Figure 1 is an explanatory diagram showing the magnetic flux distribution during magnetic flaw detection, where A is the magnetic flux distribution permeating the material to be tested, B is the magnetic flux distribution leaking from the magnetic poles into the air, and B is the magnetic flux distribution passing through the material to be tested. This shows the magnetic flux distribution where the magnetic flux leaks into the space of the defective part. Figure 2 is a distribution state diagram showing the dead zone region leaking from the magnetic pole into the air in the magnetic flux distribution during magnetic flaw detection. show. FIG. 3 is an explanatory view showing an embodiment using an endless core, in which A is a schematic perspective view of a magnetizing device using the leakage magnetic flux suppressor of the present invention, B is a plan view of A, and A is a schematic perspective view of a magnetizing device using the leakage magnetic flux suppressor of the present invention, It is a XX sectional view. FIG. 4 is an explanatory view showing an embodiment in which an end core is used, in which A is a schematic perspective view of a magnetizing device using the leakage magnetic flux suppressor of the present invention, B is a plan view of FIG. FIG. 3 is a plan view showing another embodiment of the invention.
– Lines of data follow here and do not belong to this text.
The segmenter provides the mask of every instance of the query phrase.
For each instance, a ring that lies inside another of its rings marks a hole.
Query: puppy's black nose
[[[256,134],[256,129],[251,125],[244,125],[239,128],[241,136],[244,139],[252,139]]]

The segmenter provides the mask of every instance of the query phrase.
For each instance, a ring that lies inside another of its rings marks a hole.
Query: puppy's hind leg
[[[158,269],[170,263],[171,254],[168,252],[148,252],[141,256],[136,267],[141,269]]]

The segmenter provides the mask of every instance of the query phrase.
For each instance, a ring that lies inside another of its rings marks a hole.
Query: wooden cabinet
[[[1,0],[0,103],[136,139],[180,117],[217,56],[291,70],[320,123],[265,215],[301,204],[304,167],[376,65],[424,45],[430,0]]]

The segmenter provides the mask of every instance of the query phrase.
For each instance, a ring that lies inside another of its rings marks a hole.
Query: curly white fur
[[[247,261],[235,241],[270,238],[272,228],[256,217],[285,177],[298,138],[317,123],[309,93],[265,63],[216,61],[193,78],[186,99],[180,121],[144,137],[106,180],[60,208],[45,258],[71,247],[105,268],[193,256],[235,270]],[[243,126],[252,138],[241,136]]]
FIG. 5 is an explanatory diagram showing another embodiment of the leakage magnetic flux suppressor using the end core shown in FIG. 4, and A is a schematic perspective view of a magnetization device using the leakage flux suppressor of the present invention; Figure A is a plan view of Figure A. 11: Core, 12: Coil, 13: Magnetic pole, 14: Leakage magnetic flux suppressor, 15: Test material, A: Dead zone area, B: Effective flaw detection range, φ□: Test material magnetic flux, φ2: Leakage from magnetic pole Magnetic flux, φ3: Leakage magnetic flux from defective part.

Claims (1)

[Claims] 1. A magnetic flaw detection method in which a coil is wound around a core, and by energizing the coil, a magnetic flux is generated in a magnetic pole, and the magnetic flux is permeated into the material to be inspected to detect defects in the material to be inspected. In this method, the leakage magnetic flux in the dead zone area generated from the magnetic pole is allowed to penetrate into a ring-shaped or square-shaped leakage magnetic flux suppressor, and then passed through the leakage magnetic flux suppressor, or one of the magnetic fluxes in the leakage magnetic flux suppressor is allowed to pass through the leakage magnetic flux suppressor. 1. A method for suppressing a dead zone region for magnetic flaw detection, characterized by transmitting a magnet through a material to be inspected to reduce leakage magnetic flux in the dead zone region. 2. In a magnetization device for magnetic flaw detection in which a plurality of coils are wound around an endless core and magnetic poles are formed between the coils, the inner circumference of the magnetization device for magnetic flaw detection is made of a magnetic material or a magnetic material and a conductive material. 1. A dead zone area suppression device for magnetic flaw detection, characterized in that a ring-shaped or square-shaped leakage magnetic flux suppression device is provided. 3. In a magnetization device for magnetic flaw detection in which a coil is wound around an end-shaped core and magnetic poles are formed at at least one pair of ends, a ring-shaped or A dead zone area suppressing device for magnetic flaw detection, characterized in that a rectangular magnetic flux suppressing device is provided. 4. In a magnetization device for magnetic flaw detection in which a coil is wound around an end-shaped core and magnetic poles are formed at at least one pair of ends, a ring made of a magnetic material or a magnetic material and a conductive material is provided around each of the magnetic poles. 1. A dead zone region suppression device for magnetic flaw detection, characterized in that a magnetic flux suppression device having a shape or a rectangular shape is provided.